As três já vivem a mais de uma década na Alemanha, e estão completamente
adaptadas ao país, com marido, filhos, sogra, sogro, sobrinhos, etc.
Ficamos na
casa da Marcinha, em Göppingen, uma pequena cidade a 20 minutos de carro de
Stuttgart. Assim que chegamos, uma geladeira cheia de cerveja foi escancarada
para que eu me servisse à vontade. Mais um vinho aqui e outro acolá e fui
dormir um sono perfeito.
No dia
seguinte, acordamos cedo para aproveitarmos bem o dia. A idéia era conhecer a
região em um raio de 200 km
ao redor de Göppingen, ao ritmo de uma cidade por dia.
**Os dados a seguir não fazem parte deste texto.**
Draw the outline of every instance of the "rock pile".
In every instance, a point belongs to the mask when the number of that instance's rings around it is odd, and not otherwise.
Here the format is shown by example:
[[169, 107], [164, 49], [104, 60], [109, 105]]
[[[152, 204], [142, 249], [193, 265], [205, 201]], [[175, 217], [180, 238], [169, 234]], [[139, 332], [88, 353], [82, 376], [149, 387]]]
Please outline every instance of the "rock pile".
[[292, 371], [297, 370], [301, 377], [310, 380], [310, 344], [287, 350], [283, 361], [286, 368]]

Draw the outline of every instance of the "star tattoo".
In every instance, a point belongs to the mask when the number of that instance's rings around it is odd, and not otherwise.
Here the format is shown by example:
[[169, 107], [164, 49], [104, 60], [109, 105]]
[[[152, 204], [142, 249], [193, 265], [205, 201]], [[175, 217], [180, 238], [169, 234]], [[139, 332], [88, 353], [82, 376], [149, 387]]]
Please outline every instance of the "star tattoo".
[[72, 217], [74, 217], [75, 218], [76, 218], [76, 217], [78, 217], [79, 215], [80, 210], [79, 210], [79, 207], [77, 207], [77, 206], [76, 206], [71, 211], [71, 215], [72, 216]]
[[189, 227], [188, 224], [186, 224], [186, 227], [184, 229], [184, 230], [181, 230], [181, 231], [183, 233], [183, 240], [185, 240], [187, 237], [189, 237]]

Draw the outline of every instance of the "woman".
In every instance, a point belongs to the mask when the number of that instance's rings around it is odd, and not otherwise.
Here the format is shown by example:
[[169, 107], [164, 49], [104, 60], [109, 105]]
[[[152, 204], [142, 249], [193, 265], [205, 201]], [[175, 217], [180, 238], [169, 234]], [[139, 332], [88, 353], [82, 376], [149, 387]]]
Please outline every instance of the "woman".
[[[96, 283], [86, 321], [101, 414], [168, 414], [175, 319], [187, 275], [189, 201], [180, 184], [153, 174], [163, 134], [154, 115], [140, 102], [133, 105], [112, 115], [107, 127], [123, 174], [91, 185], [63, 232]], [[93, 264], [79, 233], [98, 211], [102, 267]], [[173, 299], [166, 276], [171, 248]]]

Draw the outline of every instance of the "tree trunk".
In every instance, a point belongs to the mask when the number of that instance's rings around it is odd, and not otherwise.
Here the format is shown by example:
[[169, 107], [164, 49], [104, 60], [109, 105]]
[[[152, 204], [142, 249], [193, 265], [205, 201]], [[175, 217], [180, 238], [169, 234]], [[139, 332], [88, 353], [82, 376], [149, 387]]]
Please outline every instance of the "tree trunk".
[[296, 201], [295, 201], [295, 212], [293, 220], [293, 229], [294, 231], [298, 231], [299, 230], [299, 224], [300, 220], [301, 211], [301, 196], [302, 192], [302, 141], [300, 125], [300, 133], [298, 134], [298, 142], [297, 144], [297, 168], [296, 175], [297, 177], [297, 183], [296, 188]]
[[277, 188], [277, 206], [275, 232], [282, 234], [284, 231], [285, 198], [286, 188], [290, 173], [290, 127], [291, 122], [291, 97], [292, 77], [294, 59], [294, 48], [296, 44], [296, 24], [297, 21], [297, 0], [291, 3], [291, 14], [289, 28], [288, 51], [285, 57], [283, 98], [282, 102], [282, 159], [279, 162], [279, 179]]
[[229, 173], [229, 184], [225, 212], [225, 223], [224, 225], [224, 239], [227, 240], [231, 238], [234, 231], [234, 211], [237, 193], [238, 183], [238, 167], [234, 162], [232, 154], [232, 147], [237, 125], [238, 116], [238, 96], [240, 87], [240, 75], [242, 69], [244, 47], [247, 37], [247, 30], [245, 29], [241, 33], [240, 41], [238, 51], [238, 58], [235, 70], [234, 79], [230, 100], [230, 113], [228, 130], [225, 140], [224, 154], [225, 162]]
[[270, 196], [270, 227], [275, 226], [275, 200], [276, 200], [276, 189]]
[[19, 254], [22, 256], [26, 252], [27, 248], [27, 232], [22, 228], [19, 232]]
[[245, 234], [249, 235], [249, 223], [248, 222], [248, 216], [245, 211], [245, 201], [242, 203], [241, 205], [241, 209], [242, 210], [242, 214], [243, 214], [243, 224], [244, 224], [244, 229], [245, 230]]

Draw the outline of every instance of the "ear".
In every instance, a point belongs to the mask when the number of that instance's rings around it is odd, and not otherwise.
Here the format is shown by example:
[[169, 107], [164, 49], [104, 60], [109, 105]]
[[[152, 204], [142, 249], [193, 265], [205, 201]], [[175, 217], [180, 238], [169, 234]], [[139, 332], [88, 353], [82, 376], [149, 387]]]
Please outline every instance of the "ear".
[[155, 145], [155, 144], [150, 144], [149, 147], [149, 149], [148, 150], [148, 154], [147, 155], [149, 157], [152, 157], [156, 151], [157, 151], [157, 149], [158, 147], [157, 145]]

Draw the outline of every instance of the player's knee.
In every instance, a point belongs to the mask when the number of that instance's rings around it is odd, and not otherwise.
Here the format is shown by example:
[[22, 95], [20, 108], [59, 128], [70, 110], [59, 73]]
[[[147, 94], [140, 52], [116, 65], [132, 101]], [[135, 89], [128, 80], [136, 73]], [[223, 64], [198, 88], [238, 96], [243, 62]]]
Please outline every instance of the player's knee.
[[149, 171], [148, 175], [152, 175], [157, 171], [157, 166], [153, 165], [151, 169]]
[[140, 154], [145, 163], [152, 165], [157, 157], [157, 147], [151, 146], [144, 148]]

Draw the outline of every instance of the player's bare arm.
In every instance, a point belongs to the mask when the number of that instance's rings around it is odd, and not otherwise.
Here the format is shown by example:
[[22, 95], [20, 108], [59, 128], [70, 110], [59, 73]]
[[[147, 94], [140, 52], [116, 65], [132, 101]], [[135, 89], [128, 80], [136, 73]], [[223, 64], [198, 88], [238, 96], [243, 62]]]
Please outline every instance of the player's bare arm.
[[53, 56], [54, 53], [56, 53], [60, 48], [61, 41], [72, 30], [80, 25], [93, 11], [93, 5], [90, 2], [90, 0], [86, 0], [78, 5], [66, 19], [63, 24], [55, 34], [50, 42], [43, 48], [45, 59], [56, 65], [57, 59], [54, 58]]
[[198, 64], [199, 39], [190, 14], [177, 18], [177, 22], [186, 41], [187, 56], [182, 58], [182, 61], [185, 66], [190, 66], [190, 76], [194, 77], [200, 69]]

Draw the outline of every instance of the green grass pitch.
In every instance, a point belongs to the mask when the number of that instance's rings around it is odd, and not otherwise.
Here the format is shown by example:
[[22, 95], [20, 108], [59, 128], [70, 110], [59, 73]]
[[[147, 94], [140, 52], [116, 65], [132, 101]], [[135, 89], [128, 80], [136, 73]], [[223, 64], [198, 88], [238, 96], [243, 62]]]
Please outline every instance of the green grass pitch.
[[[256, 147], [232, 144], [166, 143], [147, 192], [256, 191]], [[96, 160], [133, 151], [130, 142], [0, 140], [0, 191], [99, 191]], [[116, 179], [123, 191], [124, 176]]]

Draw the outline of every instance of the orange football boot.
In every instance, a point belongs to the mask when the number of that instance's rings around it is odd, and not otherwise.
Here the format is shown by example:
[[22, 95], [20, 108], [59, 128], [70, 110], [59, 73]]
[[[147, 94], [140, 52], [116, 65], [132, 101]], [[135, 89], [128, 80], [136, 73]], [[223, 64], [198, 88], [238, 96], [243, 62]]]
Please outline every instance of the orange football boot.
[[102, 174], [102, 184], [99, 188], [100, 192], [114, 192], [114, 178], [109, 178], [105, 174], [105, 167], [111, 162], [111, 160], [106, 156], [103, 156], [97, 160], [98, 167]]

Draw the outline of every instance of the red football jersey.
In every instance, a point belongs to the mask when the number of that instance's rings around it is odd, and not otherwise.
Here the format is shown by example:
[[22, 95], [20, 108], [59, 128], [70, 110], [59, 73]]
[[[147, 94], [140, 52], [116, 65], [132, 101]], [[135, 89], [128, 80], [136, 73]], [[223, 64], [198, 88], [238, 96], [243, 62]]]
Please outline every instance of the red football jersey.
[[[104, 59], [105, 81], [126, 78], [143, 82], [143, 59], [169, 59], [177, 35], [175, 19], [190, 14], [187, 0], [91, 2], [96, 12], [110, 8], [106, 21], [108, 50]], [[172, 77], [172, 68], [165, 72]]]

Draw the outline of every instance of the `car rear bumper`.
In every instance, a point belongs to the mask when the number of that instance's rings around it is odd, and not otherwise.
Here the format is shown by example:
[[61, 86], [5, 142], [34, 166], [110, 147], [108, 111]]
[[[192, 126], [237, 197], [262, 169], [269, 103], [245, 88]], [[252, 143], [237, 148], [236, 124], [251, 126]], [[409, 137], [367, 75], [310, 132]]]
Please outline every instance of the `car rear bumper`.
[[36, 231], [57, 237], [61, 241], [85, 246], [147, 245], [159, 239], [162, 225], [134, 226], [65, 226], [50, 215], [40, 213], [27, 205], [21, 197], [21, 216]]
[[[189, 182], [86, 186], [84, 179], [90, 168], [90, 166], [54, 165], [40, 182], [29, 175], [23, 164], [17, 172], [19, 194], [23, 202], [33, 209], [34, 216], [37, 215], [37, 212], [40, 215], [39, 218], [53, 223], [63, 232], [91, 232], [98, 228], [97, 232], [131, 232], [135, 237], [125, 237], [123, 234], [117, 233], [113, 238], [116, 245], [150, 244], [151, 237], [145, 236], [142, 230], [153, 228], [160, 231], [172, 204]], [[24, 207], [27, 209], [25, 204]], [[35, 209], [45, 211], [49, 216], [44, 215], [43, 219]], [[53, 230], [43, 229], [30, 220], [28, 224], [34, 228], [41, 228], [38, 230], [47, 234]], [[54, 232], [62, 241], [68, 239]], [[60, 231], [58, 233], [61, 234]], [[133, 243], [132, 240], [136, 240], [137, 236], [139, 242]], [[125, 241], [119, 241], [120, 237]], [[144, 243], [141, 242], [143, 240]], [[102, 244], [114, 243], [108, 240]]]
Como locomoção, a
Marcinha gentilmente fez questão de emprestar seu carro. Conosco ia também o
Fernando, irmão por afinidade das três, que estava por lá esperando sair o seu
visto de trabalho. Sem perder tempo, saímos em direção à Heidelberg.
Como eu ainda
conhecia pouco da dinâmica do trânsito nas estradas alemãs, pedi para o
Fernando ir levando o carro naquele dia. Chegamos a Heidelberg em pouco mais de
uma hora. Depois de caminhar alguns minutos por uma looooonga rua cercada de
prédios históricos, chegamos finalmente à praça central da cidade.
A composição visual ali era como a de muitas
pequenas cidades históricas da Europa: uma igreja antiga e muito bonita, as
mesas dos restaurantes espalhadas pelas calçadas, e um chafariz secular dando o
toque final. Mas se você olhar para cima, atrás do chafariz, verá , no alto de
uma colina, a maior atração da cidade: o castelo
Decidimos não usar o funicular e aproveitarmos
para gastar mais algumas calorias subindo a colina. São mais de 300 degraus até
a entrada do Castelo, passando por uma pequena floresta salpicada aqui e ali
por fantásticos casarões de pedra. Á medida que se sobe a vista da cidade lá
embaixo vai ficando cada vez mais impressionante. Há vários lugares pelo
castelo de onde se tem fotos de cartão postal com a cidade antiga lá embaixo e
a ponte secular sobre o rio Neckar.
A área externa
do Castelo é enorme, muito grande mesmo. E está tudo semi-destruído, devido a
guerras com a França no séc. 17, quando os canhões dos navios franceses
posicionados no rio Neckar atingiram suas torres e muros. Mas o acesso ao pátio
interno é pago, e ao interior do castelo um pouco mais, mesmo porque havia uma
guia. Decidimos conhecer tudo. Na bilheteria, fiz algumas perguntas em inglês à
atendente, que de repente começou a falar em português comigo. Perguntei como
ela sabia que eu era brasileiro, e ela me respondeu que brasileiro falando
inglês tem um sotaque inconfundível.
Entramos no grande pátio interno e realmente é
muito bonito; a “colagem” arquitetônica, com toques de ruína, é fantástica. Um
vídeo 360º faz você passar por todas as épocas arquitetônicas do castelo, em
sequência.
Então, uma pequena porta se abriu e fomos convocados
para o tour dentro do castelo, que durou + ou – uma hora. A história
interessante é que na idade média, naquela região, a água era muito impura e
contaminada, e muitos consideravam mais seguro beber vinho. Sendo assim, a
maior parte da água que a população consumia vinha do vinho ou da cerveja,
mesmo para as crianças. Inclusive, no castelo há um barril de vinho que é
considerado o maior do mundo (e que nós conhecemos depois). Bem legal também
são as enormes urnas de cerâmica onde eram colocadas as brasas para aquecer os
quartos.
Saímos então para dar um rolê no entorno do
castelo, que é gigantesco e com longos passeios arborizados. O fosso foi
transformado em um enorme jardim e também dá pra descer até lá e caminhar dos
fundos até a frente do castelo. No caminho vimos uma torre bem larga, enorme, que
havia sido partida ao meio pelos canhões, como a casca de um ovo; um pedaço
havia ficado de pé, o outro tombou sobre o fosso.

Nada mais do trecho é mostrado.